Les entreprises de transformation et les exportateurs en Israël  continuent de travailler au développement de nouveaux produits et de nouvelles formes de produits. Ou encore ils s’associent en groupes de vente afin de pouvoir approvisionner l’Europe et le reste du monde en produits de leur pays.

 

Les poissons récoltés, des différentes fermes, sont d’abord transportés aux usines d’emballage régionales, et après inspection, ils sont acheminés vers les principaux marchés de poissons. L’examen des poissons d’élevage est effectué par le Service vétérinaire d’Israël dans les fermes et les usines d’emballage, empêchant ainsi, les poissons et les produits de la pêche de mauvaise qualité d’arriver au consommateur et permettant la détection précoce des maladies.

 

La carpe, la perche barramundi et le bar rayé sont exportés sous forme de produits congelés vers les marchés européens et nord-américains, alors que les poissons ornementaux sont exportés vivants vers l’Europe.

 

Les principales espèces importées incluent les saumons atlantiques, du Norvège et du Canada, frais et congelés, la perche fraîche et congelée du Nil est importée du Kenya et de l’Ouganda, la sardine en conserve, et le maquereau, les merluches, les harengs et le tilapia congelés, du Portugal.
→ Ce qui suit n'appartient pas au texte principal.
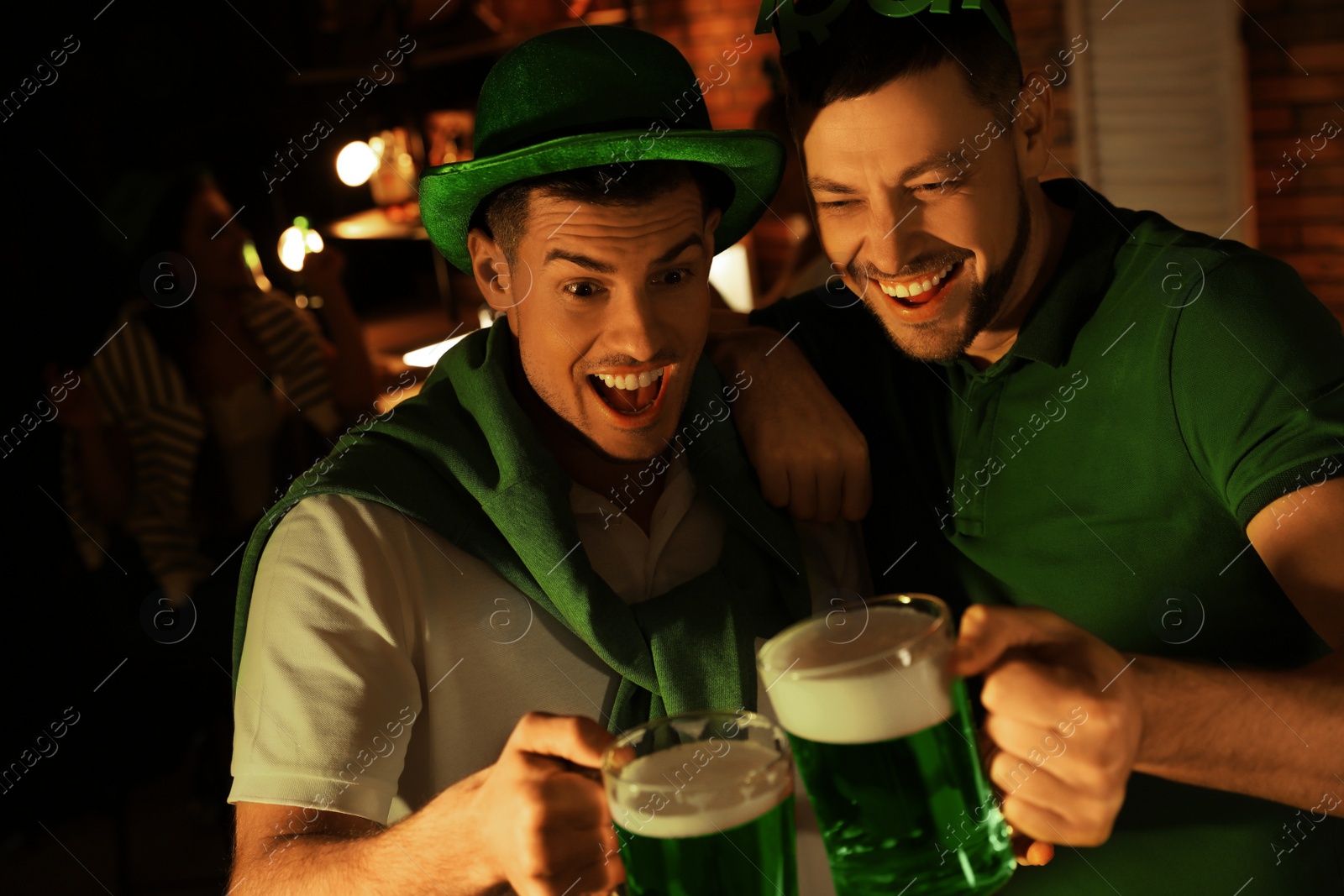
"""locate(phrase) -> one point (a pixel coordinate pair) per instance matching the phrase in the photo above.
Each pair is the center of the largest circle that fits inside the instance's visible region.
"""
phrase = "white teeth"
(631, 382)
(904, 291)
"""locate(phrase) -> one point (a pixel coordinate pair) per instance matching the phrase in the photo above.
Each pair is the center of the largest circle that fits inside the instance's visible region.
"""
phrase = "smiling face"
(924, 207)
(611, 308)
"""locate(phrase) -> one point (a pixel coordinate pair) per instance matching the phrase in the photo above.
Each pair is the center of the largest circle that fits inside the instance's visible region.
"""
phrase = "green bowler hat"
(598, 96)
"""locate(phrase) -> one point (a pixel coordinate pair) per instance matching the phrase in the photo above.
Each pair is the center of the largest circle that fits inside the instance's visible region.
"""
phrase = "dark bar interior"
(221, 278)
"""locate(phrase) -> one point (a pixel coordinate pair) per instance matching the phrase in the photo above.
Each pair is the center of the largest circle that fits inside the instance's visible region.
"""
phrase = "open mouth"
(921, 291)
(629, 394)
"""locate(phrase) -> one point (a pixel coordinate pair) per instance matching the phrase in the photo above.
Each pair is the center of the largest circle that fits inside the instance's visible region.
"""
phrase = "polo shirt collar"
(1086, 268)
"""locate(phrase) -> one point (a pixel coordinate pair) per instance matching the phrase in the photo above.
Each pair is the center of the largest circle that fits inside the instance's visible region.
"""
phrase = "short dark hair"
(503, 214)
(867, 50)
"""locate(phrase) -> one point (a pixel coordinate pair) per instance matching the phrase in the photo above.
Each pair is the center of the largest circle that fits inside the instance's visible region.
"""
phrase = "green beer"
(886, 752)
(703, 805)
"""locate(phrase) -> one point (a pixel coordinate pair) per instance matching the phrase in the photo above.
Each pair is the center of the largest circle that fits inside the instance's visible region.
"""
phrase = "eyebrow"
(602, 268)
(929, 163)
(582, 261)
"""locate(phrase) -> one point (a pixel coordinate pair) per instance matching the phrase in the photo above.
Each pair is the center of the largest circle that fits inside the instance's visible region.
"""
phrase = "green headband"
(790, 22)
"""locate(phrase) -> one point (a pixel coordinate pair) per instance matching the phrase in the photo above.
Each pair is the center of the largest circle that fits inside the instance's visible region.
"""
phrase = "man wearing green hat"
(561, 526)
(1089, 417)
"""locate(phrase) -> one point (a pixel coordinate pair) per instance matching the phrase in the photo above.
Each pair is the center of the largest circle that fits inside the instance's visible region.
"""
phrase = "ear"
(1034, 128)
(491, 270)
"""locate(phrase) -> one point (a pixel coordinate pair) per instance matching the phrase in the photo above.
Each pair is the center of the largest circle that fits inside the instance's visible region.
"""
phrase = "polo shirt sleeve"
(327, 688)
(1257, 378)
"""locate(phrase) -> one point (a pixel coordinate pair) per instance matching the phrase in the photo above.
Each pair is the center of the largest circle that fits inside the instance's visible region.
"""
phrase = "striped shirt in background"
(144, 392)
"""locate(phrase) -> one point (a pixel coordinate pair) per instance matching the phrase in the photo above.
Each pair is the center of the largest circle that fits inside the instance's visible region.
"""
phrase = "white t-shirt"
(383, 664)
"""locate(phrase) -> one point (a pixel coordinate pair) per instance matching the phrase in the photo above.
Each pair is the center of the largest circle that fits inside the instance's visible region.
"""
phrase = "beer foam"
(873, 701)
(698, 789)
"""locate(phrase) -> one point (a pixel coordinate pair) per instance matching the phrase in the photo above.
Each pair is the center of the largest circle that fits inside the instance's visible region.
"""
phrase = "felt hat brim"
(753, 161)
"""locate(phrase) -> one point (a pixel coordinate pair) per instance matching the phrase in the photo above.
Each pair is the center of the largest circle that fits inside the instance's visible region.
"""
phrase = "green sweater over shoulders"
(463, 459)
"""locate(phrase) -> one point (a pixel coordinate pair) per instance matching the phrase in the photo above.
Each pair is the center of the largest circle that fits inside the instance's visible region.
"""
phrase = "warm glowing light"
(730, 273)
(292, 249)
(429, 355)
(356, 163)
(253, 258)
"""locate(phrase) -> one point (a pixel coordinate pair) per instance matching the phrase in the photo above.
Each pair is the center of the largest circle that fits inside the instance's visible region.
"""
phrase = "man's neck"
(577, 457)
(1048, 231)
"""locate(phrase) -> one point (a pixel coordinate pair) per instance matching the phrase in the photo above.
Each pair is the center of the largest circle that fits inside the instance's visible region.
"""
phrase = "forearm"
(434, 852)
(1267, 734)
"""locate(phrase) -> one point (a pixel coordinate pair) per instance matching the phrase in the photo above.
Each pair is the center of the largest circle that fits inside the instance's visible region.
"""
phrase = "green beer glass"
(885, 747)
(703, 805)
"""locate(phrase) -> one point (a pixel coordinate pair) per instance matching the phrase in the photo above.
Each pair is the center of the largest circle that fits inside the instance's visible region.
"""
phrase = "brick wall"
(1300, 219)
(1296, 60)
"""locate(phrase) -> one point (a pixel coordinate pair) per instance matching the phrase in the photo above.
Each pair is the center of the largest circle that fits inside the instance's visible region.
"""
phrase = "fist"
(544, 817)
(1063, 721)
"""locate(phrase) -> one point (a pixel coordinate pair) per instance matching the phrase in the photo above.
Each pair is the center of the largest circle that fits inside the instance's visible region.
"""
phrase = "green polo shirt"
(1163, 390)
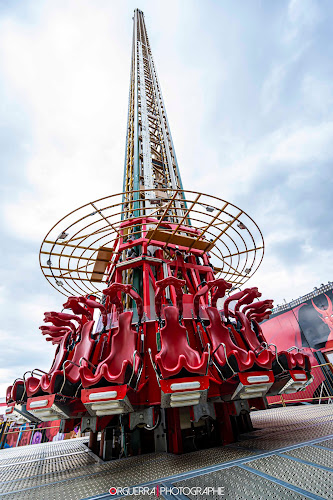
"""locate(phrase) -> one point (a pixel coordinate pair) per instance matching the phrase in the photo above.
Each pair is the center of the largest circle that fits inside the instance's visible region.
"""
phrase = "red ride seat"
(56, 383)
(238, 360)
(176, 353)
(33, 384)
(291, 361)
(118, 366)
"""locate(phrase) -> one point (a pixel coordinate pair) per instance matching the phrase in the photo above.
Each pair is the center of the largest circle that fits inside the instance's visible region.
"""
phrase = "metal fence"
(318, 392)
(13, 435)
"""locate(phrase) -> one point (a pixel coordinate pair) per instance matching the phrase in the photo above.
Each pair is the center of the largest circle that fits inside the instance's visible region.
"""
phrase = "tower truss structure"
(151, 167)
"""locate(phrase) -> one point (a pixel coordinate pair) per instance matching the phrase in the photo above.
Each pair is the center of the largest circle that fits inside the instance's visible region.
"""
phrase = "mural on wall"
(308, 325)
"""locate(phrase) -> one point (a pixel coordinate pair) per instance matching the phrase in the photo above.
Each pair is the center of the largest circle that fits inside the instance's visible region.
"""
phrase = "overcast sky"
(248, 89)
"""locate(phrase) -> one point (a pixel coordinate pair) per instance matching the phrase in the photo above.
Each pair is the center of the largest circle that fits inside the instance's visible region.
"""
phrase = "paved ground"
(291, 456)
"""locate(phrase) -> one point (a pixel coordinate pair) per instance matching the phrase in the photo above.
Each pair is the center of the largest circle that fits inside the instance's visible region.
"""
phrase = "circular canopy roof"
(76, 251)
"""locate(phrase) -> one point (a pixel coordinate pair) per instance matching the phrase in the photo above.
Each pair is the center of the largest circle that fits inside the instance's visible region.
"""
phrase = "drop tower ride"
(177, 353)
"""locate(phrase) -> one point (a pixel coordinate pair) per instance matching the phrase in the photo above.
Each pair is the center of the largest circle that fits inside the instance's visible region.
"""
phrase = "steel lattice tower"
(150, 160)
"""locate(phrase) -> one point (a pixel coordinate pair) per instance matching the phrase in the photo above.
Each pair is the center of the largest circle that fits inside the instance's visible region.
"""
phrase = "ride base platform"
(289, 455)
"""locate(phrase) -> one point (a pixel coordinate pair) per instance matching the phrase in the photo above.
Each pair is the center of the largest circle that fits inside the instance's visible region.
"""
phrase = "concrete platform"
(289, 456)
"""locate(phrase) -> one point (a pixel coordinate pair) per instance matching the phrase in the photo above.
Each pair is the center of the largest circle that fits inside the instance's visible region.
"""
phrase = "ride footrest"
(253, 385)
(46, 409)
(188, 391)
(18, 413)
(106, 400)
(298, 381)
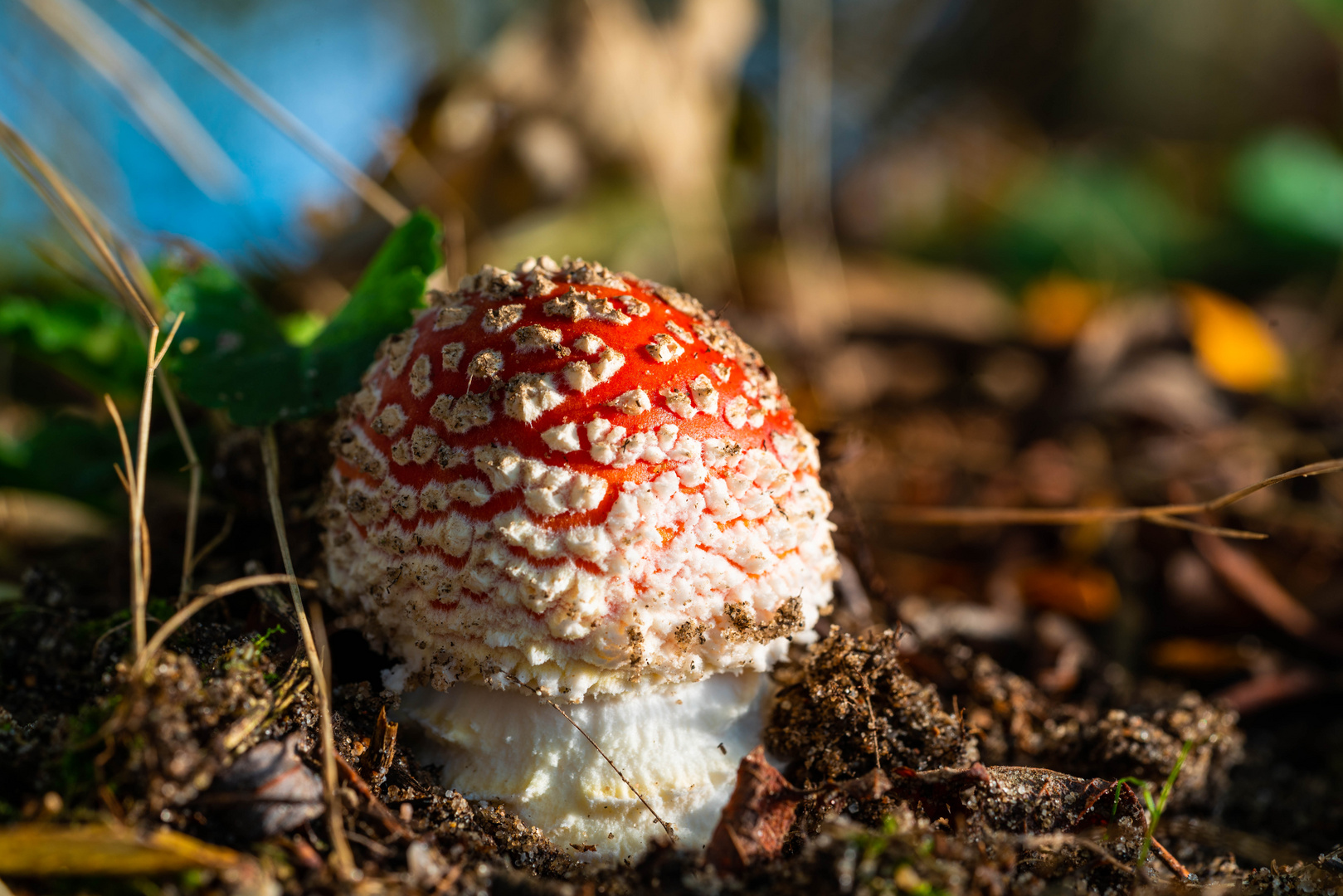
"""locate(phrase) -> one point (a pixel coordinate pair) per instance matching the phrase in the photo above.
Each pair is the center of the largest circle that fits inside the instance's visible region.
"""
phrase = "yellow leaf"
(1234, 344)
(45, 850)
(1057, 306)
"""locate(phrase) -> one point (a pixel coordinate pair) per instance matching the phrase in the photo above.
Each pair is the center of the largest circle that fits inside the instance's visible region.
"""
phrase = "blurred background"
(1002, 253)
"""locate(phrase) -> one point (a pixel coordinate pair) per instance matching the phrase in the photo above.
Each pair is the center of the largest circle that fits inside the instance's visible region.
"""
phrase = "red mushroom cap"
(579, 479)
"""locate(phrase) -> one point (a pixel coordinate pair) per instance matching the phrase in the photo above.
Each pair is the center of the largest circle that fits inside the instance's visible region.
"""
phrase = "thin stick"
(343, 859)
(208, 596)
(666, 826)
(377, 806)
(1160, 514)
(1174, 864)
(125, 444)
(66, 203)
(215, 542)
(179, 425)
(281, 119)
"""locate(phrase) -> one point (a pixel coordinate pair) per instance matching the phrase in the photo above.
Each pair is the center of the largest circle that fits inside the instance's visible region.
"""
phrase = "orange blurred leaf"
(1234, 344)
(1085, 592)
(1057, 306)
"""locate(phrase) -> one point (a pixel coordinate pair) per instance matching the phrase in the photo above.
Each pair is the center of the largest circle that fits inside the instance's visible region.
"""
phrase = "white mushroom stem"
(679, 747)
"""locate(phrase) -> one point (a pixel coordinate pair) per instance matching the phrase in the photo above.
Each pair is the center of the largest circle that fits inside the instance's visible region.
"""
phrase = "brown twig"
(390, 821)
(343, 860)
(208, 596)
(665, 825)
(1160, 514)
(1171, 861)
(74, 214)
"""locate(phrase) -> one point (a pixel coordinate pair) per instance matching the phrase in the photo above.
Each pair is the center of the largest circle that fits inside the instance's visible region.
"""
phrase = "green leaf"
(1096, 218)
(1291, 183)
(88, 340)
(232, 355)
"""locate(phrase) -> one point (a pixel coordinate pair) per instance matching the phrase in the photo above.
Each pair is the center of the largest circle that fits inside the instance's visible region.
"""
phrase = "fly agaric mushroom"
(586, 485)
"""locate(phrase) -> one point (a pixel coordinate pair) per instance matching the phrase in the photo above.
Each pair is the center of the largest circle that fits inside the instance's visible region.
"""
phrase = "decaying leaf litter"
(974, 750)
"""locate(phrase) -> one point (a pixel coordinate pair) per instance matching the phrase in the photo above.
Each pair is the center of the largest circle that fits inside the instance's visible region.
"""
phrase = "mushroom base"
(680, 747)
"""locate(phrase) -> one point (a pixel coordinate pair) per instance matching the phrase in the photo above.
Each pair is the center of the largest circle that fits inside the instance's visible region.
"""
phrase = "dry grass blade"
(74, 214)
(343, 860)
(144, 90)
(1160, 514)
(665, 825)
(285, 121)
(208, 596)
(129, 278)
(179, 425)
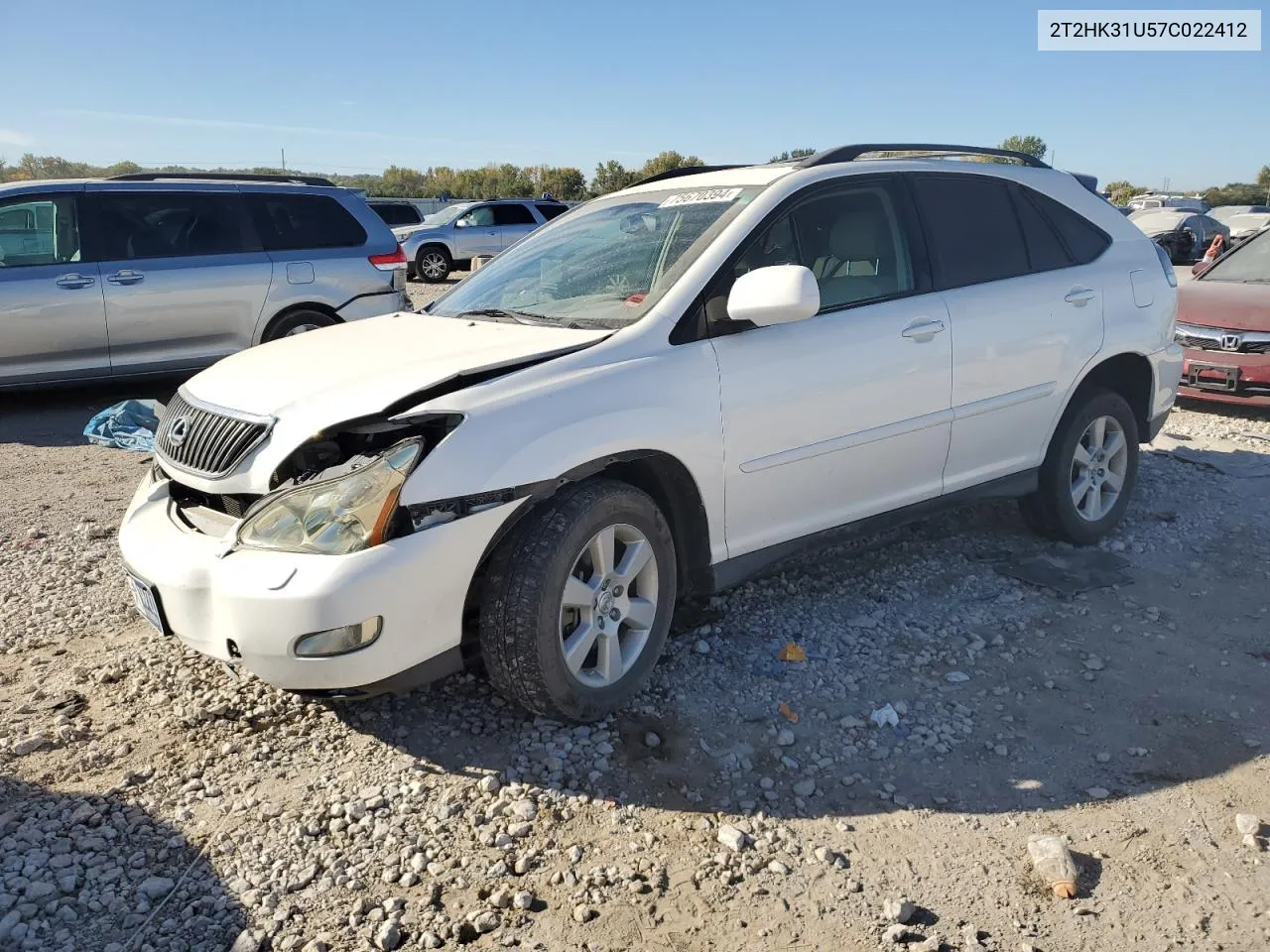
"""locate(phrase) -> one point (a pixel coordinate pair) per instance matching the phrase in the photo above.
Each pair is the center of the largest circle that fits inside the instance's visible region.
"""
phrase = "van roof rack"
(221, 177)
(848, 154)
(685, 171)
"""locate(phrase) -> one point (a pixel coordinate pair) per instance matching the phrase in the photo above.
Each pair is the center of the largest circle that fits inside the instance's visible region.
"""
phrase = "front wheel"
(576, 602)
(1088, 472)
(432, 264)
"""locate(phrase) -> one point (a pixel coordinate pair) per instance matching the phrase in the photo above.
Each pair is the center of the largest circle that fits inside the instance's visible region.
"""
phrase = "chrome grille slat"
(213, 439)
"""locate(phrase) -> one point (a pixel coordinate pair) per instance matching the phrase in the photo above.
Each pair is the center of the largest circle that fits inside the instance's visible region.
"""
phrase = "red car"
(1223, 321)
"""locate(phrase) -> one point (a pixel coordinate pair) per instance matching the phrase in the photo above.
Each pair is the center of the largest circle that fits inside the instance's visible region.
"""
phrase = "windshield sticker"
(710, 194)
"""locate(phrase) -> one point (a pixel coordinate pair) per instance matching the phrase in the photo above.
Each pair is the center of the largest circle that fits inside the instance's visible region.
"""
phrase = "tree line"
(568, 182)
(493, 180)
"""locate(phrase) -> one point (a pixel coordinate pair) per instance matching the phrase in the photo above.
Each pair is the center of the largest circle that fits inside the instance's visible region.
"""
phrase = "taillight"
(389, 262)
(1166, 263)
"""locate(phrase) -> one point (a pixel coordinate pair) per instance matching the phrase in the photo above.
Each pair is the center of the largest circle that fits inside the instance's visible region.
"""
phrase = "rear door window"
(513, 214)
(291, 222)
(971, 230)
(41, 229)
(398, 213)
(136, 225)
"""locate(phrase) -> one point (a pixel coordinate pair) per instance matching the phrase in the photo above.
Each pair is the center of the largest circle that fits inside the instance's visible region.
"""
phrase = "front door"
(183, 273)
(476, 234)
(843, 416)
(53, 316)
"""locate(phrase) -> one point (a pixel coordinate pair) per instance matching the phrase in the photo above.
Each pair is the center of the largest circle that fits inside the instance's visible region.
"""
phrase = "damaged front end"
(335, 493)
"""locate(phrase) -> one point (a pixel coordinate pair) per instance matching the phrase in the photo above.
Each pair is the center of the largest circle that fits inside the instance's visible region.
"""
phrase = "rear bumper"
(1243, 380)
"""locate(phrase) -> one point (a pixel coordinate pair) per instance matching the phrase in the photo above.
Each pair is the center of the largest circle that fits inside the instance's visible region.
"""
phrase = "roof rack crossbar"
(221, 177)
(847, 154)
(684, 171)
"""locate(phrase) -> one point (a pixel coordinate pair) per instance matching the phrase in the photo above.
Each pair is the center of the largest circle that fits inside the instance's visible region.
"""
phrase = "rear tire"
(578, 601)
(434, 263)
(296, 322)
(1088, 474)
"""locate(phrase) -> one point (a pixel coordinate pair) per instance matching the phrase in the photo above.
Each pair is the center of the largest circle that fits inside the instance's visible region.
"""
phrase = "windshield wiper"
(506, 315)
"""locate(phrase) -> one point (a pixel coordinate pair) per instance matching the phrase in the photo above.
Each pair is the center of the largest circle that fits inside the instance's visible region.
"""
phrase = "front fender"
(668, 404)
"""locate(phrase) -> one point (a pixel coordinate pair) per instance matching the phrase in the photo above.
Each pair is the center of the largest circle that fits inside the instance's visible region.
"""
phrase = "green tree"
(1121, 190)
(792, 155)
(1029, 145)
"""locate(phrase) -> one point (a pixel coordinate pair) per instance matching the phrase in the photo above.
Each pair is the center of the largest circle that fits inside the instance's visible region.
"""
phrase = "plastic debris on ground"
(792, 653)
(885, 715)
(130, 424)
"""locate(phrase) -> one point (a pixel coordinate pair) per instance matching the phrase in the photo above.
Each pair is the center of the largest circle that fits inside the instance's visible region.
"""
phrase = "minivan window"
(290, 222)
(971, 230)
(41, 229)
(398, 213)
(513, 214)
(132, 225)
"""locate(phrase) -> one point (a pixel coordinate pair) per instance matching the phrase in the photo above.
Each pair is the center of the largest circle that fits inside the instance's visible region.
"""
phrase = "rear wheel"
(578, 601)
(432, 263)
(1088, 472)
(298, 322)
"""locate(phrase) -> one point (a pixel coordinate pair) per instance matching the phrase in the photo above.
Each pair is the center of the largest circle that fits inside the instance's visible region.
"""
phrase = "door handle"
(75, 281)
(922, 330)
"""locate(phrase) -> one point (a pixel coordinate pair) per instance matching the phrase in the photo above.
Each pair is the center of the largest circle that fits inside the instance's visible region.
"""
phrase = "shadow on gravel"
(56, 417)
(1053, 699)
(95, 873)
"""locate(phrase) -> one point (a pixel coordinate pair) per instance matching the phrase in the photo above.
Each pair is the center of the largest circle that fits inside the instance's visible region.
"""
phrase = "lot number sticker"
(710, 194)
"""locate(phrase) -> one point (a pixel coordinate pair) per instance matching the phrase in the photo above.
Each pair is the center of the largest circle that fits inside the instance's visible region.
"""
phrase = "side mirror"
(776, 295)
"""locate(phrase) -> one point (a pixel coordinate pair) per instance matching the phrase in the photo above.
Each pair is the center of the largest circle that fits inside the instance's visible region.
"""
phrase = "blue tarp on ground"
(127, 425)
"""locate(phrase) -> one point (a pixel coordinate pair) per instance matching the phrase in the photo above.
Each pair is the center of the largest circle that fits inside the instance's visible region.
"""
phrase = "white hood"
(316, 380)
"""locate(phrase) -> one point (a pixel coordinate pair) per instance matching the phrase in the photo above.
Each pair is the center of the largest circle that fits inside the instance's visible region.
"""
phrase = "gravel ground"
(150, 800)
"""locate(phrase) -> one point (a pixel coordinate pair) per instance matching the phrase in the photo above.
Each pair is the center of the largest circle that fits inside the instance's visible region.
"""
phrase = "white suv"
(652, 398)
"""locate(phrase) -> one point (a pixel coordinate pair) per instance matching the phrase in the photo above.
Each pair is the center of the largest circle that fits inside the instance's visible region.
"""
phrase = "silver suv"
(154, 273)
(466, 230)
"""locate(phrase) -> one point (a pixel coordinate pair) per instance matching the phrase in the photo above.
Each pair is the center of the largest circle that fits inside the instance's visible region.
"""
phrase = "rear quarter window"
(290, 222)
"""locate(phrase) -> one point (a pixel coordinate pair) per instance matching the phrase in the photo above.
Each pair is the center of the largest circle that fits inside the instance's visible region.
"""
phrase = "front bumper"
(252, 606)
(1237, 379)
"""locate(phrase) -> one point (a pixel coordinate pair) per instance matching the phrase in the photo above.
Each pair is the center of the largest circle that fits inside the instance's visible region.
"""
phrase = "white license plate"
(146, 603)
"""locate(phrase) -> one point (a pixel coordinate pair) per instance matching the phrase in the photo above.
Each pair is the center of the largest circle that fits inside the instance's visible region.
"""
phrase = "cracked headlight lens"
(333, 517)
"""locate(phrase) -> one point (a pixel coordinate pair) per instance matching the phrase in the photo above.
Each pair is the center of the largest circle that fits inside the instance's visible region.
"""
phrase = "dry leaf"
(792, 653)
Les marchés de poissons se trouvent dans les trois plus grandes villes israéliennes à savoir Tel Aviv, Jérusalem et Haïfa; ils commercialisent des poissons frais, réfrigérés et congelés provenant de tout le pays.

 

 

 

Caractéristiques des systèmes d’élevage en Israël

 

La pêche israélienne est présente essentiellement en Méditerranée et dans le lac de Tibériade, où se pratique une pêche en eau. La pêche dans la Méditerranée est victime de l’épuisement des réserves halieutiques, ainsi la production halieutique en Israël dépend presque entièrement de l’aquaculture.

 

La production nationale des poissons, surtout celle de l’aquaculture, continuera à jouer un rôle important dans le marché israélien pour les produits de la pêche.

 

La production des poissons s’approche de 25 000 tonnes en 2016 et de 30 000 tonnes en 2020. Cette prévision est basée sur l’adaptation efficace des nouvelles technologies qui permettront davantage l’intensification de l’aquaculture en Israël.

 

 

La majorité des espèces de poissons mises en élevage en Israël ont été importées de l’étranger. Par exemple, en 1969, la truite arc-en-ciel (Oncorhynchus mykiss) a été importée de la Suisse. L’élevage de cette espèce est un succès avec 420 tonnes produites en  2015. L’élevage de la truite arc-en-ciel a débuté dans les eaux supérieures de la source du fleuve de Dan (qui coule dans le fleuve Jourdan), au nord d’Israël.

 

L’aquaculture en Galilée, Gilboa et dans la vallée du Jourdan est caractérisée par la polyculture en eau douce dans les étangs piscicoles intensifs, les réservoirs pour l’aquaculture d’eaux douce extensive et dans les régions du nord les raceways sont utilisés pour l’élevage de la truite arc-en-ciel.

 

Dans la plaine côtière, la polyculture en eau douce est pratiquée dans les étangs piscicoles intensifs ainsi que dans les étangs d’eau saumâtre et marine pour produire plusieurs espèces marines.

 

Le long de la Côte Méditerranéenne, plusieurs espèces de poissons d’eaux saumâtre et marine sont produites dans les étangs ainsi que dans les cages flottantes. Au Negev et la vallée d’Arava, l’élevage est entrepris dans les étangs d’eaux saumâtre et douce pour des espèces exotiques et celles tolérantes au sel (par exemple le barramundi et le bar) tandis qu’à Eilat, la dorade royale (Sparus aurata) est mise en élevage dans les cages et les étangs.

aquaculture-amti-710x434

 

 

La pratique et l’évolution de l’aquaculture en Israël sont étroitement parallèles au développement et à l’établissement de l’État d’Israël lui-même. Contrairement à d’autres industries, l’aquaculture a tiré bénéfice, dès le début, de l’organisation et des relations étroites entre le gouvernement, les affaires, et les institutions de recherche telles que les universités.

 

L’aquaculture israélienne, dans ses débuts, était strictement une monoculture extensive qui se concentrait sur la carpe. Elle s’est rapidement distinguée, malgré le fait qu’elle n’a pas efficacement utilisé les ressources d’eau limitées du pays. Aujourd’hui, la polyculture est le principal système d’élevage pratiqué, où une variété d’espèces sont exploitées (par exemple les carpes, le tilapia, le mulet gris) pour augmenter la production par unité de surface d’élevage. Dans le cas de la truite et plus récemment l’esturgeon, produits le long du fleuve de Dan au nord du pays, l‘élevage se pratique dans les raceways monoculturaux de flux ouverts.

 

La découverte d’importantes ressources d’eau faiblement salée et d’origine géothermiques dans le Néguev et la Arava a permis la création d’une « aquaculture du désert », où 20 fermes piscicoles élèvent des espèces tolérantes au sel, comme la perche barramundi et le bar.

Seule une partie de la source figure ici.